The summer of 2011 is a crucial time for the Eurozone and the European Union. The immediate meltdown of Greece has been avoided by imposing yet more painful austerity measures on the country. But the purchase of a bit more time should not be confused with the resolution of the crisis. The summer of 2011 needs to be used to elaborate a comprehensive new plan for the Eurozone. I have complained before about the damage the current ad-hoc politics and lack of leadership are causing, so what should the cornerstones of a new plan for the Eurozone be? I think four elements are crucial:
1. How to set sovereign debt in Greece and the Eurozone periphery onto a sustainable path?
It is clear that the debt position of Greece is still unsustainable and this will not change unless the overall debt burden is lowered in one way or the other and the interest rates on Greek debt are reduced. There is a lot of discussion about whether or not the private sector can or should be part of the solution. I still maintain that it should (unless there is clear evidence that a knock-on effect would set in which would make the overall situation worse). And above all, Greece needs an investment programme to generate growth. Without growth, there won’t be a reversal in the debt trend and there won’t be support by the Greek people for the undoubtedly difficult reforms that are yet to come.
2. What domestic reforms are needed to set the countries in crisis onto a sustainable path?
There is no doubt that there need to be more serious reforms and domestic adjustments in countries such as Greece. These reforms would involve issues such as the collection of tax revenues, public sector reform and general competitiveness. The social consequences of such reforms need to be softened by EU help. If debt sustainability is addressed effectively we can shift EU help from baling-out investors to helping people cope with economic change. Living within the same currency zone does not mean that every area needs to be equal – this is obviously true even within countries. But there needs to be more economic cohesion in the Eurozone, which also means that countries such as Germany need to do their share, for instance by strengthening domestic demand via wage increases.
3. How should the architecture of Eurozone governance be changed to make it more efficient?
The Stability and Growth Pact has failed to maintain stability because crucial areas were not covered (for instance overall exposure of the financial sector) and fiscal rules were one-size-fits-all so did not allow for policy adjustment. It is worth bearing in mind that there would have been no bank bailouts or public investment programmes if EU governments had stuck to the Pact in the aftermath of the financial crisis. The Pact’s rules should stay as basic targets but there need to be more flexible and effective governance and surveillance mechanisms around it. The questions of how to design a permanent insurance policy (bail-out fund) against financial crises and whether a European treasury and European taxation are needed should also be addressed in this context.

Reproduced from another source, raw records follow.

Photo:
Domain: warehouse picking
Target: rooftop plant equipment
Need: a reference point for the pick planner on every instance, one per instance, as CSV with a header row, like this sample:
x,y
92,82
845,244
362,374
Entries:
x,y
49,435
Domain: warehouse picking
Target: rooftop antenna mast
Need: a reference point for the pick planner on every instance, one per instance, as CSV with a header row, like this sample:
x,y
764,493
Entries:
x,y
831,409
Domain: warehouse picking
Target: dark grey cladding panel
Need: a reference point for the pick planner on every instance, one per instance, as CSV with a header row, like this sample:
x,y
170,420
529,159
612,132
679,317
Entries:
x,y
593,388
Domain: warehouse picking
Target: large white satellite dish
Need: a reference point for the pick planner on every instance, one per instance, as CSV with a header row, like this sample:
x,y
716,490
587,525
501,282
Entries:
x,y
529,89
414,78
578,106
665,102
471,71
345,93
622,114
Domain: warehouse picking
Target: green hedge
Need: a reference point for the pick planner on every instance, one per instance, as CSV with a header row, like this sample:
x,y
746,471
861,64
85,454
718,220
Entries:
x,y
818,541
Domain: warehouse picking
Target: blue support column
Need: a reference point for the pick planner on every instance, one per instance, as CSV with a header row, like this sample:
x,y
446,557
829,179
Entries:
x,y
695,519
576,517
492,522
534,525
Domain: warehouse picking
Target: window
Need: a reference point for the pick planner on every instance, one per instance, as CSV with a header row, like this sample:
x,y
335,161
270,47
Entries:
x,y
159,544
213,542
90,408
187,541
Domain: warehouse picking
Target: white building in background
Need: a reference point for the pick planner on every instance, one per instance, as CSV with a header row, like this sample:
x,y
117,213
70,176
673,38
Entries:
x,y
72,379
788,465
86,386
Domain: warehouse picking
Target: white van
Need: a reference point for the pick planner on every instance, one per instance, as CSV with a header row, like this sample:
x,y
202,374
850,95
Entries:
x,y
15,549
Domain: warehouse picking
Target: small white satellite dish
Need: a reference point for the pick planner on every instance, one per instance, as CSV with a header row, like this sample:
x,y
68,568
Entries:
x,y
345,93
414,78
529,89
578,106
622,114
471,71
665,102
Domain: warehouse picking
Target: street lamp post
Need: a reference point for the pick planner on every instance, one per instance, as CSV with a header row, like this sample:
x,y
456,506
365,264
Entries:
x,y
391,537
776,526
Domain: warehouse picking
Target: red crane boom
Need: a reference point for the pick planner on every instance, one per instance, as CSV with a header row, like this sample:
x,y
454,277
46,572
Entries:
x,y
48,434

4. We need to go back to banking reform
If it is true that private banks still could not take any loss on the investments they made (whereas of course retaining the profits) then banking reform over the last three years has simply failed. We cannot accept institutionalised moral hazard and the taxpayer needs to be liberated from being liable for the investment risks of banks. There should also be a root and branch review of the role and power of rating agencies as in the wake of the Eurozone crisis they sometimes seemed to have more political might than elected governments. The creation of a public European rating agency seems like a very good idea against this backdrop.
Of course there are many more aspects that could and should be included in a new plan for the Eurozone. But these basic elements – debt sustainability and growth, domestic reform, Eurozone governance and further financial reform – to me seem to be the key areas.
Let’s hope that the summer of 2011 will be remembered in years to come as the time when EU leaders got their act together and set economic policy onto a new path; and not as the time when the last exit was missed before some European countries hit the wall.